Bread, ersatz coffee. It crossed her mind, fleetingly, that she was weak and hungry. She worked with frantic, feverish strength, wearing the white coat as if it were hers. Possibly a life-saving uniform.
She couldn’t have said afterward if it was an hour, two hours, three—or a mere ten minutes. She didn’t look at the other prisoners to see if they had been shepherded away. When would they be counted? Would there be a list as they boarded the train?

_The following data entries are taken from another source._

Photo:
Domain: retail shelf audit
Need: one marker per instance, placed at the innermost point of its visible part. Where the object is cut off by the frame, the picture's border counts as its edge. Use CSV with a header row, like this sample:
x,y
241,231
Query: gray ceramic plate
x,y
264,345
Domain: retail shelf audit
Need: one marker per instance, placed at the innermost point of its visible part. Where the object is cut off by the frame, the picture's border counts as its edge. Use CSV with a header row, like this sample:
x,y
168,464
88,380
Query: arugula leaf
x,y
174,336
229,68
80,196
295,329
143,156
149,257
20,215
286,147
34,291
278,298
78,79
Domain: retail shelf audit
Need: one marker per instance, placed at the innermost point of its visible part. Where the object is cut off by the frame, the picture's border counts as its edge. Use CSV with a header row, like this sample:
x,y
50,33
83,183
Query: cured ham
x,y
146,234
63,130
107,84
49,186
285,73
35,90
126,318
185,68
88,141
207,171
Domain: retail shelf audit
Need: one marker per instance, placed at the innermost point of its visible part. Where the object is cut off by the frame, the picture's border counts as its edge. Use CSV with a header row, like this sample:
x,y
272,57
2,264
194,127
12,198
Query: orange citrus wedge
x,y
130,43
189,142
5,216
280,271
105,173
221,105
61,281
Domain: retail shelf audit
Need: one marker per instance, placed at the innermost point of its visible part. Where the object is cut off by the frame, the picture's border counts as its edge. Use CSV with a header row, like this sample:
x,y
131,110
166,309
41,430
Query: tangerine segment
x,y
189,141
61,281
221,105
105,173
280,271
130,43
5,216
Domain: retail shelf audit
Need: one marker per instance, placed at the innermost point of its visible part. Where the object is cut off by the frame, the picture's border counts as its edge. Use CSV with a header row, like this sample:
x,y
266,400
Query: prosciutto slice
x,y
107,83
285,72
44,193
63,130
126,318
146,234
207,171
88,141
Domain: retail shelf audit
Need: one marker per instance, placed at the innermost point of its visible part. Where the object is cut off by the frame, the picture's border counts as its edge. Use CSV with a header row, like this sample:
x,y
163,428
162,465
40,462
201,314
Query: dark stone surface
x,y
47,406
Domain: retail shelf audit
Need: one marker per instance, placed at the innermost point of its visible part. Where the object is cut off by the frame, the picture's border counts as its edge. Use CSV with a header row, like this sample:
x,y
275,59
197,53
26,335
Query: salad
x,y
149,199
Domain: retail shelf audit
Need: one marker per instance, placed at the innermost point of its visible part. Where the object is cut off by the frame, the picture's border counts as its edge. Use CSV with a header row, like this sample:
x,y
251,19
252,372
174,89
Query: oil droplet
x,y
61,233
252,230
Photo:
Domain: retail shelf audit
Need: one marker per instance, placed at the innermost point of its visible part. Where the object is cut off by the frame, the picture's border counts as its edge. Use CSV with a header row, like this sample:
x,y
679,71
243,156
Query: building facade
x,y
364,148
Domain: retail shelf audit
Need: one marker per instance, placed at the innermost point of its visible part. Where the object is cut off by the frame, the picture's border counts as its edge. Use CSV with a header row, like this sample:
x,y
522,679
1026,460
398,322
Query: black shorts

Steam, rising from the urn, pricked her face. She opened it up now, to see how much was left. Tap on, off, on—fill cup after cup. “No, one bread only, please.” And Pauline saying, “If only it were Christ and the
five thousand.”
How could a white coat cover that distinctive smell, her grubbiness; she could smell herself. Working close to the pug-faced woman, she tried to forget that she smelled. Plainly the woman could not. I smell, therefore I live. I live.
On the drive back, although the woman, not understanding, had protested (“I never meant to complain.”), she was in the closed-up rear, for safety. Safety—for how long? She could not be delivered to her old apartment. She could not go there. She saw herself suddenly, dumped on the pavement, no papers, no belongings or signs of stability. What if we are stopped for papers now? If they open up the van? The Red Cross, they do not have immunity from rules.
The van stopped once. Since nothing happened, she supposed it was pug-face getting out. After what seemed an age, it stopped again. She thought she heard army tanks. Then another fifteen minutes perhaps, and they stopped a third time. Pauline opened up the back. “Quickly,” she said. “And keep on the coat.” Then she said, “We were held up. All those tanks in the Boulevard Suchet. Off to Normandy.”
They entered an apartment block. She didn’t know the street. Pauline said casually, “The Geste came back, to search your apartment. My sister … the children are barely over it. Xavier got a real fright, thinking the Geste were after him.”
She said only the briefest of words as they went up the stone staircase, the concierge watching.
“I’m leaving you with friends. You’ll be safe here. I’ll be back tomorrow morning, or evening.”
The door opened. An elderly maid stood there. Pauline said, “Tell your mistress, there’s a lady here wants sewing work.”
A pleasant-faced woman came in. “So you want sewing work? I place a lot of people. It depends where you would like to be.” Then as the maid left the room: “I will show you where to go. Please don’t move until one of us comes for you. We will feed you as best we can.” She locked the door—spoke urgently.